Iliras Mutter wuchs in der albanischen Hauptstadt Tirana auf, studierte Medizin und lernte bei einem Badeurlaub ihren Vater, einen Kosovaren aus Prishtinë, kennen. Das Kosovo war damals eine autonome Provinz Serbiens. Wie viele Kosovaren litt der Vater unter den serbischen Repressionen, verlor seine Arbeit, schlitterte in die Armut, floh ins Ausland und erhielt in der Schweiz schließlich Asyl. Gemeinsam mit seiner Frau zog er nach Brienz im Berner Oberland und baute sich dort eine neue Existenz auf. Ein Jahr später kam Ilira zur Welt, kurz danach ihre Schwester. Obwohl die Familie in Sicherheit war, als der Krieg 1998 ausbrach, sei dieser für sie eine einschneidende Erfahrung gewesen, sagt Ilira: "Ich war zwar noch sehr jung. Aber ich spürte die Angst meiner Eltern."

Iliras Eltern wurde in der Schweiz nichts geschenkt. "Du weißt ja selbst, wie das für deine Eltern war", sagt sie zu mir. Sie schlugen sich mit verschiedenen Jobs durch. Die Mutter wollte als Psychiaterin arbeiten. "Sie musste dafür noch mal von vorn anfangen." Also sich noch einmal ausbilden lassen. Heute hat sie eine Praxis und behandelt Patienten, darunter viele Frauen, die aus dem Kosovo kommen und unter posttraumatischen Belastungsstörungen und Depressionen leiden. Etwa weil sie während des Krieges Opfer von sexueller Gewalt wurden. "Ich wünsche mir, dass wir irgendwann loslassen könnten vom Schmerz", sagt Ilira. "Die Generation unserer Eltern gibt die Erinnerungen an die Kinder weiter. Viele Menschen haben das Geschehene noch nicht verarbeitet."

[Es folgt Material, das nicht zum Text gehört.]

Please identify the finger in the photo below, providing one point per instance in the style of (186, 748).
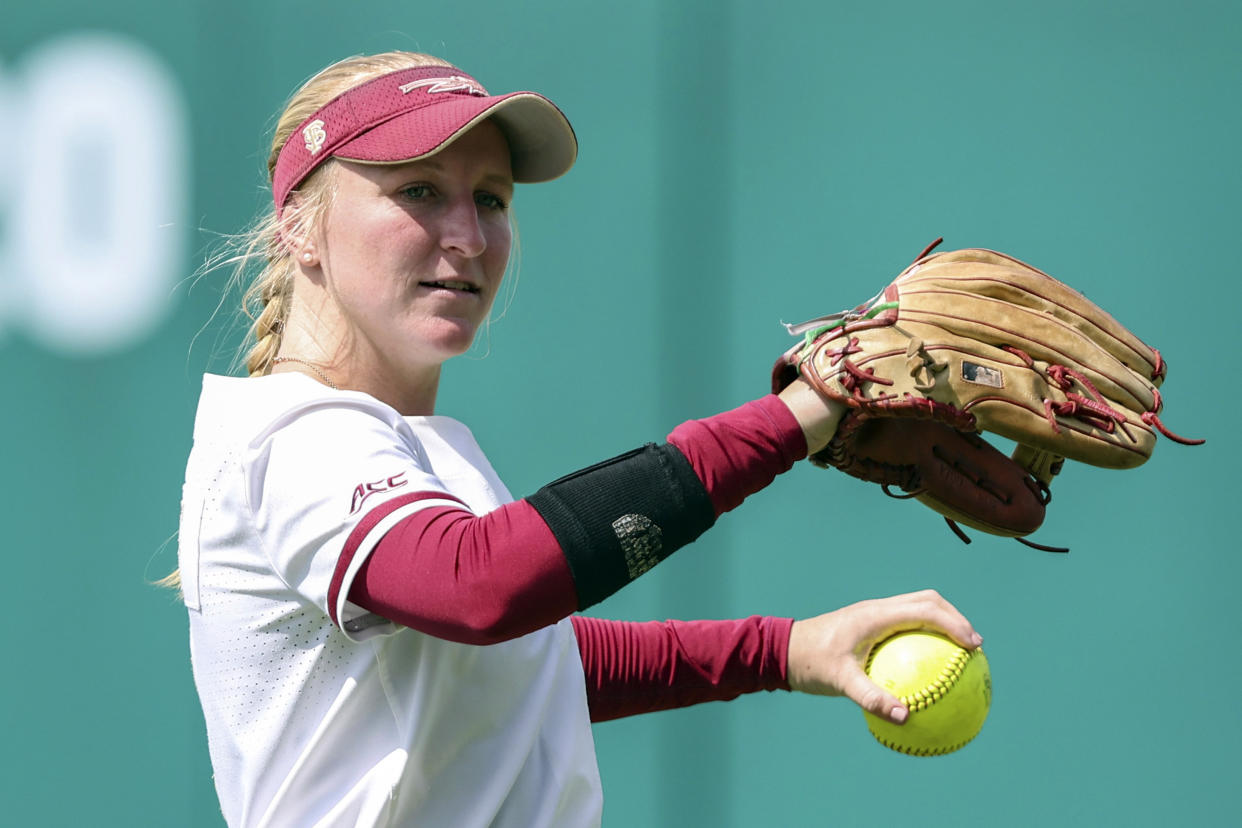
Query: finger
(930, 611)
(873, 698)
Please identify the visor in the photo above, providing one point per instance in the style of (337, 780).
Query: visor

Das Aufwachsen im ländlichen Brienz war nicht einfach. "Allein durch meine Herkunft war ich anders. Ich war eine der wenigen Ausländerinnen in der Klasse." Gleichzeitig macht sie keinen Hehl daraus, dass sie sich lieber ihren Tagträumen hingab, als unbedingt dazugehören zu wollen. Ihre beste Freundin war ihre jüngere Schwester. Mit Autoritätspersonen hatte sie Probleme, zum Unterricht erschien sie "gestylt wie eine Dragqueen". Sie hörte Metal, aber auch Popmusik und verehrte Lady Gaga. "Eines Tages rief mich der Rektor ins Büro und meinte, wenn ich so viel Zeit und Mühe in die Schule investieren würde wie in mein Aussehen, hätte ich sicher bessere Noten." Ihr letztes Schuljahr absolvierte sie in Deutschland und machte das Abitur mit Schwerpunkt klassischer Musik. Danach setzte sie ganz auf ihre Musikkarriere.